Depois que as grades foram guardadas no banco traseiro do carro, ao lado de Rony, Fred deu marcha a ré até chegar o mais próximo possível da janela de Harry.
— Entre — convidou Rony.
— Mas todo o meu material de Hogwarts... Minha varinha... Minha vassoura...
— Onde está?
— Trancado no armário embaixo da escada, e não posso sair deste quarto...
— Não tem problema — disse Jorge do banco dianteiro do carro. — Saia da frente, Harry.
Fred e Jorge entraram no quarto de Harry pela janela, feito gatos.

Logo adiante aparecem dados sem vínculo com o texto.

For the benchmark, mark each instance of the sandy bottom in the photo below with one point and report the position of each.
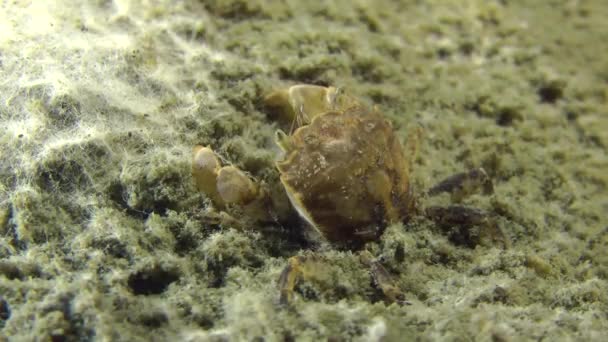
(103, 234)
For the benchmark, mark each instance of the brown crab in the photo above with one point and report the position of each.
(345, 173)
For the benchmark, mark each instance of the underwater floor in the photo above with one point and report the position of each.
(104, 235)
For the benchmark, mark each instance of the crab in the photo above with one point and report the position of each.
(346, 174)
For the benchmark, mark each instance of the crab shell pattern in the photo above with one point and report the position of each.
(346, 174)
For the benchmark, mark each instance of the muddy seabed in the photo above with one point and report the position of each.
(104, 236)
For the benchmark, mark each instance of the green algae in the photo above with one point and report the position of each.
(103, 232)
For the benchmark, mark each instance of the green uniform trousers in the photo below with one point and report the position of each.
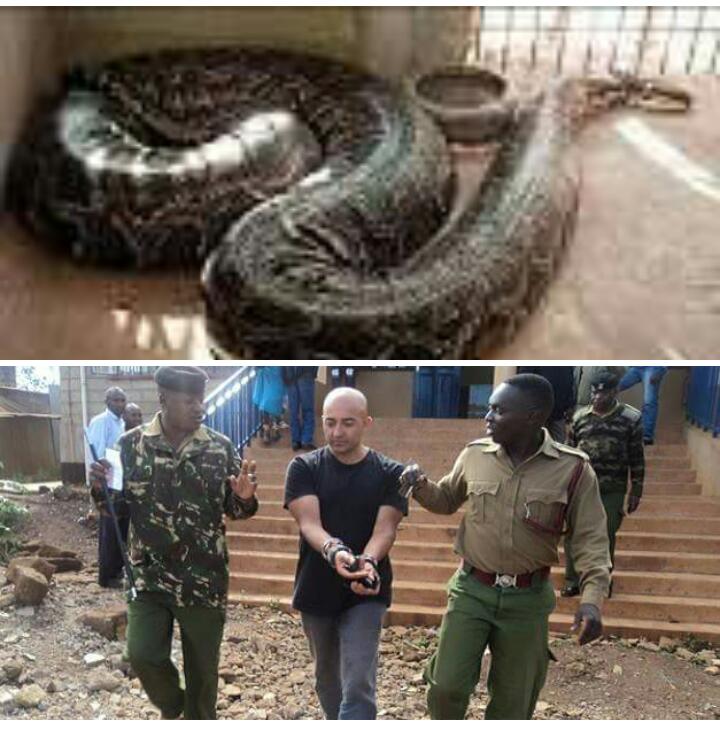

A pessoa tinha que tirar o chapéu para eles, pensava Harry, quando Jorge puxou um grampo do bolso e começou a arrombar a fechadura.
— Tem muito bruxo que acha que é uma perda de tempo conhecer macetes de trouxas como esse — disse Fred —, mas nós achamos que vale a pena aprender essas habilidades, mesmo que sejam um pouco demoradas.
A porta fez um dique e se abriu.
— Então, vamos apanhar o seu malão, e você pega o que precisar do seu quarto e passa para o Rony – murmurou Jorge.
— Cuidado com o último degrau, ele range — murmurou Harry para os gêmeos que desapareceram no corredor escuro.
Harry correu pelo quarto reunindo seus pertences e passando-os a Rony pela janela. Então, foi ajudar Fred e Jorge a carregar o malão para cima. Harry ouviu o tio Válter tossir.
Finalmente, ofegantes, eles chegaram ao alto da escada e carregaram o malão pelo quarto de Harry até a janela aberta.
Fred pulou a janela de volta ao carro para puxar o malão com Rony, enquanto Harry e Jorge o empurravam pelo lado de dentro.
Pouco a pouco, o malão deslizou pela janela. Tio Válter tossiu outra vez.
— Mais um pouquinho — arfou Fred, que estava puxando o malão para dentro do carro. — Mais um bom empurrão...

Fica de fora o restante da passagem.